Jalur Gaza, lanjutnya, “telah menjadi pusat penderitaan manusia yang sulit dibayangkan,” dengan lebih dari 41.000 warga Palestina terbunuh, mayoritas di antaranya adalah perempuan dan anak-anak, sementara ribuan lainnya masih hilang dan diduga terjebak di bawah reruntuhan.
“Saya mengecam keras semua pelanggaran hukum kemanusiaan internasional di Gaza,” tegasnya.
Guterres juga menyoroti situasi yang semakin parah bagi pekerja kemanusiaan dan jurnalis, dengan mengatakan bahwa “jumlah jurnalis yang tewas dalam konflik ini belum pernah terjadi sebelumnya dalam sejarah konflik modern.

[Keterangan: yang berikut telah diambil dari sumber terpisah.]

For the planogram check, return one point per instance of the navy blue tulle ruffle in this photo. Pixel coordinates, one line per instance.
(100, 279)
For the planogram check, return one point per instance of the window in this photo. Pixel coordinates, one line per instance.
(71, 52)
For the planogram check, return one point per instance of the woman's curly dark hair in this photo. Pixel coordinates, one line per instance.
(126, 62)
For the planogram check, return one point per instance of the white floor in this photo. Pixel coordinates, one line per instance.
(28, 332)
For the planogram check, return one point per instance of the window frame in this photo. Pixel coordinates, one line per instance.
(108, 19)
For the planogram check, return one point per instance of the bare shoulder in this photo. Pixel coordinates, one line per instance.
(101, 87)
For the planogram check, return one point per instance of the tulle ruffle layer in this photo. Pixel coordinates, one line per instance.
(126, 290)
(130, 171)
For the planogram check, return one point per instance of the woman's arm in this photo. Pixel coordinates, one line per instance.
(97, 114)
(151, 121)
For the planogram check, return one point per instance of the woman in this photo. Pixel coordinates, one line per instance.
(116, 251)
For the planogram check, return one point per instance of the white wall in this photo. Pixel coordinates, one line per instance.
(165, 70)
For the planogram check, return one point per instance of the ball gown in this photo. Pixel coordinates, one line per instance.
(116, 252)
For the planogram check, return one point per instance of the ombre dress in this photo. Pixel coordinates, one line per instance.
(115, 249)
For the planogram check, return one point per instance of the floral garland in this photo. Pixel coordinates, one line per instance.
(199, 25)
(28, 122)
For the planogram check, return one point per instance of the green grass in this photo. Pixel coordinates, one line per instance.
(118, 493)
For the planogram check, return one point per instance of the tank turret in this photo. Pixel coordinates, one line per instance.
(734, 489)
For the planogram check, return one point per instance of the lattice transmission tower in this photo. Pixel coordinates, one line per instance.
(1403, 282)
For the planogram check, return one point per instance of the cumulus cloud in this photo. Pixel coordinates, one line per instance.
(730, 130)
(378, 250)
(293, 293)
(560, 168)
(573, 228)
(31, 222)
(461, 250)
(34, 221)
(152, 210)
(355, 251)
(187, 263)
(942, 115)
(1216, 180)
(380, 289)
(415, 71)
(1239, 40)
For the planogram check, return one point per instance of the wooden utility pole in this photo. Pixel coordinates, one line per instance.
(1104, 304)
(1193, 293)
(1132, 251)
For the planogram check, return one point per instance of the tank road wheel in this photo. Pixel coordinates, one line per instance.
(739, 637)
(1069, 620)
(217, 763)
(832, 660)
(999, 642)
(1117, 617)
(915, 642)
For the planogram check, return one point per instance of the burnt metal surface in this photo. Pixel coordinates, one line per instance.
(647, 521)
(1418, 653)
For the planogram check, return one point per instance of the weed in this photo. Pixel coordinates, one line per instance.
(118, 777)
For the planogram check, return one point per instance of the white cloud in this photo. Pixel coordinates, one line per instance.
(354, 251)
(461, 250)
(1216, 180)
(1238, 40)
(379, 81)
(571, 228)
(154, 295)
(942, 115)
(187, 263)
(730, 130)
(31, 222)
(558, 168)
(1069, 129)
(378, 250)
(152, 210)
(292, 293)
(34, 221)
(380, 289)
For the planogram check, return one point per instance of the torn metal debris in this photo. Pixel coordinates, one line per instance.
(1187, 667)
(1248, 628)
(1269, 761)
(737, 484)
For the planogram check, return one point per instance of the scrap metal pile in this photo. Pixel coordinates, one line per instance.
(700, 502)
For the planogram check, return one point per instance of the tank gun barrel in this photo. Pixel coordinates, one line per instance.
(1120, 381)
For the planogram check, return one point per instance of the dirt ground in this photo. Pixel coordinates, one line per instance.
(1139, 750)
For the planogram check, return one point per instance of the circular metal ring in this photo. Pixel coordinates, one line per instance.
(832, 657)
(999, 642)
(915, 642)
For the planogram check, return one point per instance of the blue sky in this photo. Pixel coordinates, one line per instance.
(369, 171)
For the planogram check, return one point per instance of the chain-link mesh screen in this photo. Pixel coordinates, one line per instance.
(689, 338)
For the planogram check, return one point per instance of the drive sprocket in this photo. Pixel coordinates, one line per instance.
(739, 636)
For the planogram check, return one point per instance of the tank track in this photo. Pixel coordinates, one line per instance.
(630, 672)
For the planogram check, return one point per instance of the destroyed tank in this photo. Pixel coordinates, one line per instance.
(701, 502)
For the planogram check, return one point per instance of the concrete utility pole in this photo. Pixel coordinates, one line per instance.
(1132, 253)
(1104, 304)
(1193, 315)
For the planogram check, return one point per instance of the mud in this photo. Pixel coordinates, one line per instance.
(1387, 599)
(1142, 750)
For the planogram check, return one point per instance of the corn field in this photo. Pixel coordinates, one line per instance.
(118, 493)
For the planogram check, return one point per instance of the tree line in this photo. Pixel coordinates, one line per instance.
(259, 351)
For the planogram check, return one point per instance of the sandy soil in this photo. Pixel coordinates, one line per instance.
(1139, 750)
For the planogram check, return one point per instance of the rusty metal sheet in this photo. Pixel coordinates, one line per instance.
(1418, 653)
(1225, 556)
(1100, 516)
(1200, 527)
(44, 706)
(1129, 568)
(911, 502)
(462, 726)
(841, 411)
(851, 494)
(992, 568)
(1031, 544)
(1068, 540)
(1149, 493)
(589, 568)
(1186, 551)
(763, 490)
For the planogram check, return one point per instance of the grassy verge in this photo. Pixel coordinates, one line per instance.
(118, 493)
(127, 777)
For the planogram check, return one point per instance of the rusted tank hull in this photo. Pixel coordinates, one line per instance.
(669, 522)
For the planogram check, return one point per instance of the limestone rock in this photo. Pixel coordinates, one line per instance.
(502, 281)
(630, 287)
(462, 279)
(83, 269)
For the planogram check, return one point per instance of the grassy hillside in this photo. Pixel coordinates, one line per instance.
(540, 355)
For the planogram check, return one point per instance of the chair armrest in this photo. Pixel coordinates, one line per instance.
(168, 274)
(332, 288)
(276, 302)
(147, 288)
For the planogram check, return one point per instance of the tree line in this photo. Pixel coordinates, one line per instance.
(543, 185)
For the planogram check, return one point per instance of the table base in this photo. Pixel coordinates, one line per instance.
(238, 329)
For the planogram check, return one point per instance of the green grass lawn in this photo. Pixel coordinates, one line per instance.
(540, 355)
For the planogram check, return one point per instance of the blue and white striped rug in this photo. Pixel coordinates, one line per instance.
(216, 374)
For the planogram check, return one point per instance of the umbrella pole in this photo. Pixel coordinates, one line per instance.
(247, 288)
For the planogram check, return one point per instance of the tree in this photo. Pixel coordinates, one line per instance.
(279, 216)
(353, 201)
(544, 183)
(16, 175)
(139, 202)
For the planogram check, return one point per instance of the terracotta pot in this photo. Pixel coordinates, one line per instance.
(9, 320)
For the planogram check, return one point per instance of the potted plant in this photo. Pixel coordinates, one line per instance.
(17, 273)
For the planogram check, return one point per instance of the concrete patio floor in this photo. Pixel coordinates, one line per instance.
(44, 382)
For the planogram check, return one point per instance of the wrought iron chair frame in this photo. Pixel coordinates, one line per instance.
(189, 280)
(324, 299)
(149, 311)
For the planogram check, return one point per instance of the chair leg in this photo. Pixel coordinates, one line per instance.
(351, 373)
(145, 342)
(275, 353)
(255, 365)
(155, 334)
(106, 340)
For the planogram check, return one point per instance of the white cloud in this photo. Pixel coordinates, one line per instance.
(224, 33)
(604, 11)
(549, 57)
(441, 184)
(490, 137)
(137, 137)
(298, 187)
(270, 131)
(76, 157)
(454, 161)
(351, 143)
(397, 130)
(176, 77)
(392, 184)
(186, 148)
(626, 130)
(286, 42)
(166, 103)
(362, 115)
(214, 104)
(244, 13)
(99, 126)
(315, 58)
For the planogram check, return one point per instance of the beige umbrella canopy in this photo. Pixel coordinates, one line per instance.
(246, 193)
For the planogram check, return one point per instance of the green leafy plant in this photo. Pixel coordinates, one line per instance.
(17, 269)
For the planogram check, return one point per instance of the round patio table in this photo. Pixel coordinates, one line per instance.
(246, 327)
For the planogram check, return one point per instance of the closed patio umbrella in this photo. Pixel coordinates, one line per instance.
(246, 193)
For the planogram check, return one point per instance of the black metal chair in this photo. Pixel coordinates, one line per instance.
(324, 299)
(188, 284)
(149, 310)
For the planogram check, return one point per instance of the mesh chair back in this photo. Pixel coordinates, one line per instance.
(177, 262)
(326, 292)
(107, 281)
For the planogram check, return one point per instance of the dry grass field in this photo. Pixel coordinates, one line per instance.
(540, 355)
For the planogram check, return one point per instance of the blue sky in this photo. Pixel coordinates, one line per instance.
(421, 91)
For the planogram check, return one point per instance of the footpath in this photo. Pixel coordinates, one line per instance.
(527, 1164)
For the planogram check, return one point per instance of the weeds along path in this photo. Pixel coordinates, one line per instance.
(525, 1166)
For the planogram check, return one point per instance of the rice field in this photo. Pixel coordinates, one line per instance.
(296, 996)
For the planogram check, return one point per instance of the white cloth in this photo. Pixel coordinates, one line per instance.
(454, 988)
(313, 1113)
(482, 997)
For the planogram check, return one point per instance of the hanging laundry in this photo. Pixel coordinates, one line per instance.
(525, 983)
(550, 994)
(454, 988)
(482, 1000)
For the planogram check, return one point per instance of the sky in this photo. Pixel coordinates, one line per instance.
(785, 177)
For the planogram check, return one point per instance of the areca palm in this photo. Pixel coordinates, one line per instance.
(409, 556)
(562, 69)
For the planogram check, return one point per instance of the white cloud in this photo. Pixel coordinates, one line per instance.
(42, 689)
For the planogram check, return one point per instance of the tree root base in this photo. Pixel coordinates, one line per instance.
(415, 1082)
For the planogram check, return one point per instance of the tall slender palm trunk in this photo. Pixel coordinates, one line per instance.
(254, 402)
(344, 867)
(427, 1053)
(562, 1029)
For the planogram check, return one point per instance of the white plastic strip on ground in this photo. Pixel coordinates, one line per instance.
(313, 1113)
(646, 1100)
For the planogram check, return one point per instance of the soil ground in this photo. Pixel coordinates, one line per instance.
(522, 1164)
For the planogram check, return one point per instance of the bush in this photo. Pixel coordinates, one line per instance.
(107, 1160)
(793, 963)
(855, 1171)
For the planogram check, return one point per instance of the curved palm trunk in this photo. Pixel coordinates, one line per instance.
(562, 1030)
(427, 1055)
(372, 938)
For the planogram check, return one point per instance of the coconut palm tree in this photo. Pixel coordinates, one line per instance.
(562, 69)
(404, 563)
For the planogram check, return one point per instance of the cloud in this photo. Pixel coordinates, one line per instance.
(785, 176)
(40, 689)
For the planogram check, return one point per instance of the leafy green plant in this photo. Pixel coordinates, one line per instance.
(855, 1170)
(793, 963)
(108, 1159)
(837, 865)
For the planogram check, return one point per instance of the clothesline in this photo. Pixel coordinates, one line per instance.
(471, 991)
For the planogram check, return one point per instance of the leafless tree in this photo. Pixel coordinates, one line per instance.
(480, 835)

Dan para pekerja kemanusiaan — mereka yang mengabdikan hidupnya untuk menolong orang lain — menghadapi bahaya yang belum pernah terjadi sebelumnya.”
Dia menekankan peran penting Badan Bantuan dan Pekerjaan PBB (UNRWA) di Gaza, sambil memperingatkan dampak potensial dari rancangan undang-undang Israel yang akan membatasi operasi badan tersebut.
Sekjen PBB itu mengungkapkan bahwa dirinya telah mengirim surat kepada Perdana Menteri Israel Benjamin Netanyahu “untuk menyampaikan kekhawatiran mendalam terkait rancangan undang-undang yang dapat menghalangi UNRWA melanjutkan pekerjaan pentingnya di Wilayah Pendudukan Palestina.”
“Langkah tersebut akan menghentikan upaya untuk mengurangi penderitaan manusia dan ketegangan di Gaza, dan bahkan seluruh Wilayah Pendudukan Palestina. Ini akan menjadi bencana dalam situasi yang sudah tidak tertanggulangi,” kata Guterres.
Pekan lalu, Knesset (parlemen Israel) mengesahkan rancangan undang-undang yang akan mencabut kekebalan dan hak istimewa UNRWA, langkah yang dipandang oleh Palestina dan PBB sebagai bagian dari kampanye Israel untuk membongkar badan tersebut dan menyelesaikan masalah pengungsi.
Guterres juga mengecam operasi militer Israel yang semakin intensif di Gaza utara, di mana area pemukiman dan rumah sakit menjadi target, memaksa 400.000 penduduk mengungsi lagi ke wilayah selatan yang padat dan tidak higienis.
“Memerintahkan warga sipil untuk mengungsi tidak membuat mereka aman jika mereka tidak memiliki tempat yang aman untuk pergi, atau tidak ada tempat berlindung, makanan, obat-obatan, atau air,” katanya, menambahkan bahwa tidak ada tempat yang aman di Gaza.
Sekjen PBB juga memperingatkan tentang meningkatnya konflik di Lebanon yang berpotensi meluas ke seluruh kawasan.
“Kita berada di ambang perang total di Lebanon — dengan dampak yang sudah menghancurkan,” katanya, mengutip serangan besar-besaran Israel yang telah menewaskan lebih dari 2.000 korban di Lebanon dan membuat lebih dari 1 juta orang mengungsi.
Guterres menekankan bahwa “kedaulatan dan integritas teritorial semua negara harus dihormati.”
Menutup pernyataannya, Guterres menyerukan gencatan senjata segera dan upaya baru menuju solusi dua negara.
“Semua orang di kawasan ini berhak untuk hidup damai,” tutupnya.